Secondo quanto riporta South China Morning Post il numero di jihadisti arrestati ai confini della Cina nel 2017 era più di 10 volte superiore al numero del 2016: circa 30.000 jihadisti che avevano combattuto in Siria hanno lasciato lo Sham per tornare nei loro paesi d’origine, compresa la Cina. Secondo recenti studi, il Xinjiang stava affrontando “gravi” minacce terroristiche.

La Cina è sempre più attenta agli attacchi terroristici fin dalla seconda metà del 2015, quando lo Stato islamico si è palesato in Asia centrale e nel sud-est asiatico, riuscendo a creare teste di ponte nelle Filippine e in Indonesia. Nel mese di novembre, l’ambasciatore siriano in Cina, Imad Moustapha, ha detto che circa 5.000 militanti cinesi, per lo più uiguri dello Xinjiang, sarebbero stati addestrati in Siria.

Pechino ha accusato i militanti del Movimento islamico del Turkestan orientale degli attacchi registrati nella provincia occidentale.

Ma gli uiguri in esilio e gruppi per i diritti umani hanno sempre ribadito che l’intenso giro di vite del governo per la sicurezza nello Xinjiang, come le restrizioni sulla lingua, la cultura e la religione degli uiguri, ha alimentato il risentimento e ha spinto più di 10.000 uiguri a fuggire dalla Cina. La Cina ha aumentato la sicurezza nello Xinjiang dopo i disordini nella capitale, Urumqi, nel 2009.

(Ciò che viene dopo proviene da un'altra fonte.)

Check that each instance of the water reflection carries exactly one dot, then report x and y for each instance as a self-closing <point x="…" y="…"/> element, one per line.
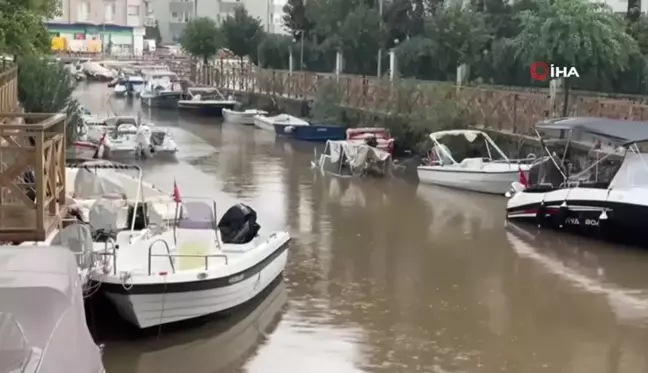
<point x="218" y="346"/>
<point x="619" y="275"/>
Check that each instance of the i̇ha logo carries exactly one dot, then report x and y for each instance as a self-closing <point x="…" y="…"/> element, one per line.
<point x="541" y="71"/>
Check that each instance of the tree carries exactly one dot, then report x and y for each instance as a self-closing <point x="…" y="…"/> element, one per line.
<point x="201" y="38"/>
<point x="360" y="37"/>
<point x="21" y="27"/>
<point x="295" y="19"/>
<point x="242" y="33"/>
<point x="576" y="33"/>
<point x="274" y="51"/>
<point x="459" y="35"/>
<point x="45" y="86"/>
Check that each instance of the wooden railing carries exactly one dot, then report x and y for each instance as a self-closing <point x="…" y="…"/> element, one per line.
<point x="32" y="175"/>
<point x="8" y="88"/>
<point x="500" y="109"/>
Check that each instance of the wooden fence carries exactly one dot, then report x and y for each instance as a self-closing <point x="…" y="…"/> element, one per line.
<point x="505" y="110"/>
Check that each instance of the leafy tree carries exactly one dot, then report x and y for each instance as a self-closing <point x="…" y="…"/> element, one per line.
<point x="274" y="51"/>
<point x="360" y="37"/>
<point x="459" y="35"/>
<point x="576" y="33"/>
<point x="242" y="33"/>
<point x="21" y="27"/>
<point x="201" y="38"/>
<point x="397" y="19"/>
<point x="295" y="19"/>
<point x="45" y="86"/>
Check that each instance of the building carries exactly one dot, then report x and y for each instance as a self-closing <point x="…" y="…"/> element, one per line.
<point x="114" y="24"/>
<point x="173" y="15"/>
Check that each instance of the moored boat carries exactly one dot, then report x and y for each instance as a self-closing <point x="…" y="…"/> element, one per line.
<point x="318" y="133"/>
<point x="269" y="123"/>
<point x="607" y="199"/>
<point x="491" y="172"/>
<point x="42" y="320"/>
<point x="242" y="117"/>
<point x="351" y="158"/>
<point x="202" y="103"/>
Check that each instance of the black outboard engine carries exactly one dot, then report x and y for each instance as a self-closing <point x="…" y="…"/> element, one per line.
<point x="238" y="224"/>
<point x="141" y="216"/>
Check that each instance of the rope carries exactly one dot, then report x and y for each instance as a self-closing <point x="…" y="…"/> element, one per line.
<point x="162" y="310"/>
<point x="124" y="276"/>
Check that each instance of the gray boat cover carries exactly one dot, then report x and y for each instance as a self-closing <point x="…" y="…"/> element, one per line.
<point x="42" y="319"/>
<point x="626" y="131"/>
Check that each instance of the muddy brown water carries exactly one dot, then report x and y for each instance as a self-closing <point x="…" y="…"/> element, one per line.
<point x="388" y="276"/>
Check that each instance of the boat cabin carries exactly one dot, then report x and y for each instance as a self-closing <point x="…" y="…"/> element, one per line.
<point x="611" y="149"/>
<point x="352" y="158"/>
<point x="382" y="136"/>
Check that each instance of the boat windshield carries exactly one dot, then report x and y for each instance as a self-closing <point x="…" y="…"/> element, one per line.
<point x="633" y="171"/>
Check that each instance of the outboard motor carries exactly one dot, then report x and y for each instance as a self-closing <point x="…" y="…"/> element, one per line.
<point x="141" y="216"/>
<point x="238" y="224"/>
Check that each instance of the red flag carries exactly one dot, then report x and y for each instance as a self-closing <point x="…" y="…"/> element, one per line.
<point x="523" y="179"/>
<point x="176" y="193"/>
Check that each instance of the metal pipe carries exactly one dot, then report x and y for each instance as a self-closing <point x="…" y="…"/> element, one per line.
<point x="380" y="12"/>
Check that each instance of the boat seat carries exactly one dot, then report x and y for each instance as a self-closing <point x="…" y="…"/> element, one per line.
<point x="472" y="163"/>
<point x="196" y="242"/>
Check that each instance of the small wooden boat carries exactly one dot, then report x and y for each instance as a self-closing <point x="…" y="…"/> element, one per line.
<point x="318" y="132"/>
<point x="207" y="102"/>
<point x="242" y="117"/>
<point x="283" y="120"/>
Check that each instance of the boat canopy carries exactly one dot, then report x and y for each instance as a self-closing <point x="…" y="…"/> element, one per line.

Oltre a numerose esercitazioni antiterrorismo con le vicine nazioni dell’Asia centrale sotto l’egida dell’Organizzazione per la cooperazione di Shanghai, la Cina ha anche invitato la Turchia e le nazioni del sud-est asiatico a combattere i gruppi estremisti islamici. La Cina e la Turchia hanno firmato un trattato di estradizione l’anno scorso, quando il presidente turco Recep Tayyip Erdogan ha partecipato al forum di Pechino sulla “Belt and Road Initiative”; ma la cooperazione tra Pechino e Ankara è ancora limitata.

La Cina ha, inoltre, intensificato gli sforzi antiterrorismo con i paesi del sud-est asiatico: la Thailandia ha rispedito decine di uiguri in Cina nel 2015 e Pechino ha chiesto all’Indonesia di estradare i terroristi uiguri.

Anche i progetti cinesi all’estero, come ad esempio il corridoio economico Cina-Pakistan, stanno affrontando minacce di attacchi terroristici; l’allarme lanciato dai diplomatici cinesi in Pakistan è degli inizi dell’anno ed è molto chiaro: attacchi contro obiettivi cinesi nel paese.